Sen. Mary Landrieu is running out of ways to win her runoff in Louisiana next month.
Even before Landrieu came up one vote short Tuesday night for cloture on her bill to pass the Keystone XL pipeline, a contentious energy project that would have at the very least given her an opportunity to tout her influence in Washington, Landrieu was struggling to break through in what has been a devastating election season for Democrats.

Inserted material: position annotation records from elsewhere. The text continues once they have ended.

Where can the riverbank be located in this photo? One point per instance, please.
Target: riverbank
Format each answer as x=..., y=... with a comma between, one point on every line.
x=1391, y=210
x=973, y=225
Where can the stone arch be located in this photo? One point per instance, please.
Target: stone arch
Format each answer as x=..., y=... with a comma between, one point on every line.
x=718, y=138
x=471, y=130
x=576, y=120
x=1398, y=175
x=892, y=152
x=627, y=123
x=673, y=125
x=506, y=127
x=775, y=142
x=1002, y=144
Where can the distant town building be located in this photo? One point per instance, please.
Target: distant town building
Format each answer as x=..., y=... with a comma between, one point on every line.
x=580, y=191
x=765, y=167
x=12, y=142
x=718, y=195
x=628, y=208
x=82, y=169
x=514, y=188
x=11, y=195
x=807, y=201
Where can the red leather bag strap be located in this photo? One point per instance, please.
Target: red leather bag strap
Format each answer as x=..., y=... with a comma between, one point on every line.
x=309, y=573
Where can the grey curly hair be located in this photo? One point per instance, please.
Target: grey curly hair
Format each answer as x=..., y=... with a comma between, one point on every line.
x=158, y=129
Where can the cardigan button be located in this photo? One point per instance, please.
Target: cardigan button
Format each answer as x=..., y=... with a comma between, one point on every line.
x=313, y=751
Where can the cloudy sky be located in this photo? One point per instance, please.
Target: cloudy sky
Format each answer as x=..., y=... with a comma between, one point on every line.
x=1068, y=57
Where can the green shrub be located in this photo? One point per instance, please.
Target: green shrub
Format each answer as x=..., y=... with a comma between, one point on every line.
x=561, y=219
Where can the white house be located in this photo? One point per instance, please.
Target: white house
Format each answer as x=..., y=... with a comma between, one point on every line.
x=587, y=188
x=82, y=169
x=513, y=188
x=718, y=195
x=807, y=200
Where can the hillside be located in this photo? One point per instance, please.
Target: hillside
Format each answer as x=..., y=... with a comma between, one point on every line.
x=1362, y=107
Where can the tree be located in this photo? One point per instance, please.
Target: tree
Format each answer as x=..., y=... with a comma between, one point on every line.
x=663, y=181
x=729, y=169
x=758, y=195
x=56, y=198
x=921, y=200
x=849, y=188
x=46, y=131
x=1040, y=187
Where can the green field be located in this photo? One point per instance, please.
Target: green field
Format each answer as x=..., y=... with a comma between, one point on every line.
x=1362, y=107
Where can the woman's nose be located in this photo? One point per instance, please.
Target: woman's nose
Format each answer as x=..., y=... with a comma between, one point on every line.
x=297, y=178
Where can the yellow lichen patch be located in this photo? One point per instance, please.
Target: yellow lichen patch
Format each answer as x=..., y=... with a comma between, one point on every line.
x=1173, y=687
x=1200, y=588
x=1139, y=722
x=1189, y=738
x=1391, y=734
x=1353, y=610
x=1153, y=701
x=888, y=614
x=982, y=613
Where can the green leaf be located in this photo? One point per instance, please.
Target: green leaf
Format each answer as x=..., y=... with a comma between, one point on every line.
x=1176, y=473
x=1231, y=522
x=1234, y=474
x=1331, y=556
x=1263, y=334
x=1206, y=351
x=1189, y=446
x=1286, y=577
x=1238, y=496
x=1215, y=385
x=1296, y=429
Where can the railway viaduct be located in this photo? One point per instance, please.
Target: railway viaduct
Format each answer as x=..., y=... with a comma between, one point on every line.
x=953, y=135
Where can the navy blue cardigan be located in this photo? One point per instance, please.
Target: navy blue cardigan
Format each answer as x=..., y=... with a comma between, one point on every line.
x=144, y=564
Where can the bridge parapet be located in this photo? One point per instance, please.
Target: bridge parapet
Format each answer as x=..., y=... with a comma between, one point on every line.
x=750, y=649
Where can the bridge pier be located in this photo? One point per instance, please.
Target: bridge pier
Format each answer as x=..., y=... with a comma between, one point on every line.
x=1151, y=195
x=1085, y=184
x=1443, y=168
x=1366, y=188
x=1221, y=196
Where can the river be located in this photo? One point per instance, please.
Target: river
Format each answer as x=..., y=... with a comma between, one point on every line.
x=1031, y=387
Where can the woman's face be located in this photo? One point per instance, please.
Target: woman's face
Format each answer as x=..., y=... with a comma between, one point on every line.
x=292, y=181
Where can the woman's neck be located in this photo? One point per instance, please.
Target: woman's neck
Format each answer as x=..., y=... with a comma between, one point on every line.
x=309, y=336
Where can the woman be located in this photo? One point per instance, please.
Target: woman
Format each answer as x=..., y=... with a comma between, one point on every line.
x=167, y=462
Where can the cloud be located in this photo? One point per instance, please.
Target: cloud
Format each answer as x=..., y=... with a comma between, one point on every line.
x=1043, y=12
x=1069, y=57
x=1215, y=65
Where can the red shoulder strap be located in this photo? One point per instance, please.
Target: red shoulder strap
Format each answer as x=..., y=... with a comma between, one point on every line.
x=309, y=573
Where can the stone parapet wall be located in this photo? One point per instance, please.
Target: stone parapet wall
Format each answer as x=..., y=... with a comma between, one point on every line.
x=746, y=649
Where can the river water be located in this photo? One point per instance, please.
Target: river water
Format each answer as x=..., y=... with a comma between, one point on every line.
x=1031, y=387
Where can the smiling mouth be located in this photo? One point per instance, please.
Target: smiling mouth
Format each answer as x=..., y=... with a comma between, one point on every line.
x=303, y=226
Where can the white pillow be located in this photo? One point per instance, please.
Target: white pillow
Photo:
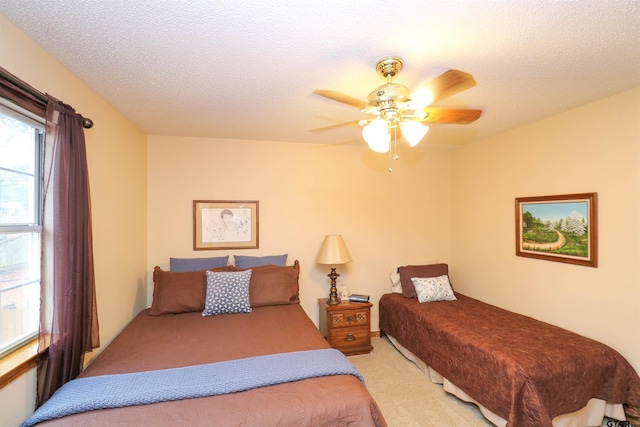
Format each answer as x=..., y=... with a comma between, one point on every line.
x=431, y=289
x=227, y=292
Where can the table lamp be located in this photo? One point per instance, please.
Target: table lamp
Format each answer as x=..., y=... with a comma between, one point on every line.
x=333, y=252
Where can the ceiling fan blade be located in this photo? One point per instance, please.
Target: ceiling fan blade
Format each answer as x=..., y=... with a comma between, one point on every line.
x=355, y=122
x=450, y=116
x=449, y=83
x=341, y=97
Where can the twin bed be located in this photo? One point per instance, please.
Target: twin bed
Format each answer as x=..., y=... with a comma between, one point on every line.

Landrieu is an endangered species, the last Democratic senator in the Deep South, and she can no longer campaign as the powerful chairwoman of the Senate's Energy and Natural Resources committee in her oil- and gas-rich state now that Democrats have already lost their majority in the Senate. An internal poll released last week from her Republican opponent, Rep. Bill Cassidy, showed Landrieu down 16 points in the polls. The last 15 public polls have shown Cassidy leading, although most merely by single digits. And, even if Landrieu could have convinced enough of her colleagues to get behind Keystone, it's unclear how much of a difference such a victory could have made for her. House Republican leaders already allowed Cassidy to lead the charge last week to approve Keystone in the House.
Now, Landrieu faces the task of running a campaign in Louisiana that few in Washington believe she can win. After 18 years in the Senate, it looks like this is a campaign that Landrieu will finish off alone.